Não há qualquer dúvida de que os anúncios são  atravessados por uma concepção extremamente positiva do colchão. Ronaldo está descansado, confiante, deitado no colchão - tão confiante que olha para nós através do olho da câmara transmitindo segurança, certeza e satisfação. Por que raio o dinheiro há-de estar melhor num banco do que debaixo de Ronaldo? Ou será que se pretendia a rebuscada leitura subconsciente de que mocinhas e velhinhas vão tirar o dinheiro debaixo do colchão para o pôr no BES, quer dizer, debaixo de Ronaldo?

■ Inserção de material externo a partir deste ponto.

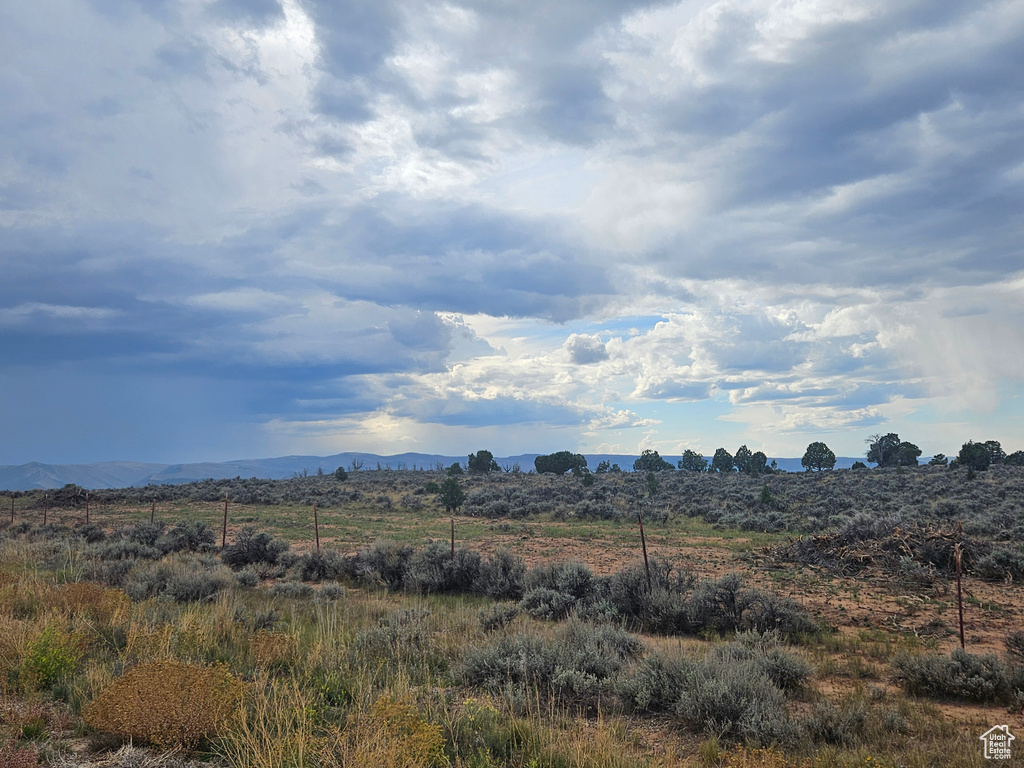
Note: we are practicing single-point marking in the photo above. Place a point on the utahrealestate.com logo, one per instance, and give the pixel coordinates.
(997, 740)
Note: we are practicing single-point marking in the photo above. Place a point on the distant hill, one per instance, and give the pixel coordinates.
(124, 474)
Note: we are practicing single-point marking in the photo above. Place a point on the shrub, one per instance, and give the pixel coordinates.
(90, 532)
(391, 734)
(252, 548)
(570, 578)
(188, 581)
(434, 569)
(292, 590)
(93, 601)
(168, 704)
(274, 649)
(736, 700)
(837, 725)
(145, 534)
(384, 562)
(656, 684)
(51, 657)
(715, 605)
(501, 578)
(124, 549)
(768, 611)
(961, 676)
(660, 608)
(544, 603)
(498, 616)
(194, 586)
(11, 756)
(330, 592)
(578, 665)
(761, 652)
(320, 565)
(188, 536)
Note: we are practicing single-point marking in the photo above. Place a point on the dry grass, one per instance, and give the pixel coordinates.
(391, 734)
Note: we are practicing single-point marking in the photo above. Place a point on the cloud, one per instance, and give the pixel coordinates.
(584, 349)
(591, 218)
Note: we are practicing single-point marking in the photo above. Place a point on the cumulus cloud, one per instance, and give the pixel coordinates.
(584, 349)
(597, 218)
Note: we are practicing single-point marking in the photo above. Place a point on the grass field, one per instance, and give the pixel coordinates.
(805, 620)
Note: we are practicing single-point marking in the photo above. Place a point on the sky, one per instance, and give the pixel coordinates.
(242, 228)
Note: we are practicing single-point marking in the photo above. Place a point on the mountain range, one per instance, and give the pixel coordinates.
(124, 474)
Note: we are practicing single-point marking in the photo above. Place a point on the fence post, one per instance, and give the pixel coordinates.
(960, 594)
(223, 536)
(643, 544)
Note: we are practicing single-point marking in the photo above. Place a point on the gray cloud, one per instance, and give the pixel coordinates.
(585, 349)
(799, 211)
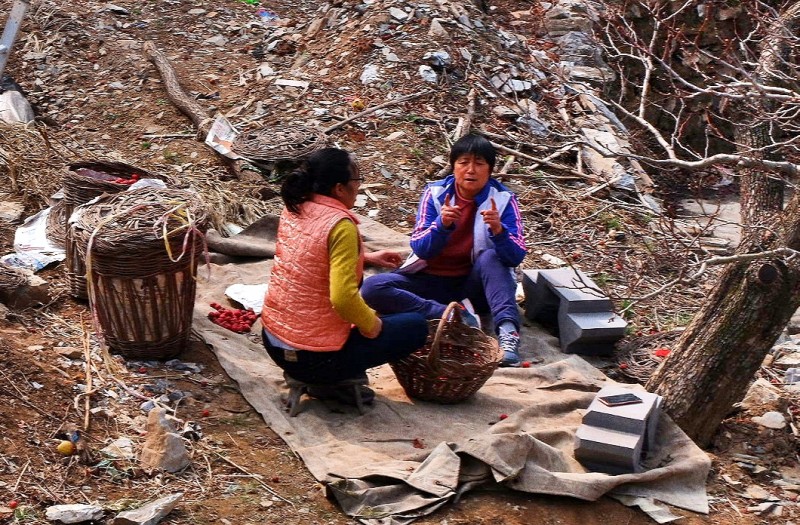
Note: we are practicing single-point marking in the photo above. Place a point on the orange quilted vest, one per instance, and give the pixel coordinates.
(297, 308)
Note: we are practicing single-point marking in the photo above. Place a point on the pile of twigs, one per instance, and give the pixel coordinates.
(31, 162)
(137, 232)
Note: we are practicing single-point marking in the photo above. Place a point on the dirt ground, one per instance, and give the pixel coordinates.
(82, 67)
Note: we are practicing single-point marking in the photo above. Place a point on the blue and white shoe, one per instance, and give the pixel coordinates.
(509, 344)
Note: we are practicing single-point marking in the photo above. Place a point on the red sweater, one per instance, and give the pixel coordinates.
(455, 259)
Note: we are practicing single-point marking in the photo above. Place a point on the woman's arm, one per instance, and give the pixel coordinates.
(429, 235)
(510, 243)
(345, 298)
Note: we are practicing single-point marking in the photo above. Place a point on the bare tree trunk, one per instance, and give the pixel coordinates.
(727, 340)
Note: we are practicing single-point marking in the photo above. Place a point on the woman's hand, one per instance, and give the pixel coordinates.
(450, 214)
(384, 259)
(491, 218)
(376, 330)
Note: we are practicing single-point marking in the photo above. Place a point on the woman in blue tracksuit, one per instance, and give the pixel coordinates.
(466, 242)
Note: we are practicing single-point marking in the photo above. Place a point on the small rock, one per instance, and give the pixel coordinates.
(428, 74)
(436, 30)
(164, 448)
(370, 74)
(75, 513)
(148, 514)
(120, 448)
(397, 14)
(11, 211)
(394, 136)
(756, 492)
(217, 40)
(771, 420)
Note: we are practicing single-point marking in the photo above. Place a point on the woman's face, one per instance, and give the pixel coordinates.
(347, 192)
(472, 173)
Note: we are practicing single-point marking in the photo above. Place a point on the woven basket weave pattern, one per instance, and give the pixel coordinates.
(143, 298)
(286, 142)
(455, 362)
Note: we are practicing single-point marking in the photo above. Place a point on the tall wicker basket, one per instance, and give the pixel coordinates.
(455, 362)
(83, 181)
(141, 249)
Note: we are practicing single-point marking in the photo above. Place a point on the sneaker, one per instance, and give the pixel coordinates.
(342, 394)
(468, 314)
(509, 344)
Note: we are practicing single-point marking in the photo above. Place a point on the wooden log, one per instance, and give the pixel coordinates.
(199, 116)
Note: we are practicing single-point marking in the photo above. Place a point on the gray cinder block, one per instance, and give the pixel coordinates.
(610, 451)
(639, 418)
(578, 293)
(613, 439)
(541, 303)
(569, 299)
(590, 333)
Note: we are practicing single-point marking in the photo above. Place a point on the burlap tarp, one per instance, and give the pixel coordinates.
(405, 458)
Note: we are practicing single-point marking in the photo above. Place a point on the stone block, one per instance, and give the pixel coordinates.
(590, 333)
(576, 291)
(609, 451)
(541, 303)
(639, 418)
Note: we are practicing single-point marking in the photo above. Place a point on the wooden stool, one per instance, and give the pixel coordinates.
(297, 388)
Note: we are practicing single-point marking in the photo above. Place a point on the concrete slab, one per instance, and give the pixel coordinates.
(590, 333)
(541, 303)
(578, 293)
(640, 419)
(610, 451)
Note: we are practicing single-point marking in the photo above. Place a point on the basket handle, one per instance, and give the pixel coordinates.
(453, 308)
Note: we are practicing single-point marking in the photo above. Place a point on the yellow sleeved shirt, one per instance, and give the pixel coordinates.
(345, 297)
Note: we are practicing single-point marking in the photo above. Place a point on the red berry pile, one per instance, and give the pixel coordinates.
(233, 319)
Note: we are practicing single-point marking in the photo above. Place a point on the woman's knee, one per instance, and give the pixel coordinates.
(374, 285)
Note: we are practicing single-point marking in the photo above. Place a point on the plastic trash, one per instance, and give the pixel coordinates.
(266, 16)
(428, 74)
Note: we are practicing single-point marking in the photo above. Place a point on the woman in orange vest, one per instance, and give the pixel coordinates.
(317, 327)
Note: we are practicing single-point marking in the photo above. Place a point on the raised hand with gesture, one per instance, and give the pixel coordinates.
(450, 214)
(491, 218)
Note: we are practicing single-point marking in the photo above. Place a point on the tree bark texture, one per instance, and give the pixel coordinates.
(723, 347)
(189, 106)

Esta campanha permite ainda outras leituras oposicionistas, cínicas mas não menos verdadeiras: em qualquer pose fotográfica parado, Ronaldo nunca poderia render, mas é mesmo assim, completamente parado na foto e no colchão, que ele está a render ao BES; e é também assim, deitado num colchão durante muitas horas, como nos disseram as “notícias” do making off, que Ronaldo rendeu a si mesmo, pelos honorários a que tem direito. Para ele e para o banco, o colchão está farto de render. Na publicidade não basta ter Ronaldo, é preciso ter ideias assentes. Ideias paradas não rendem.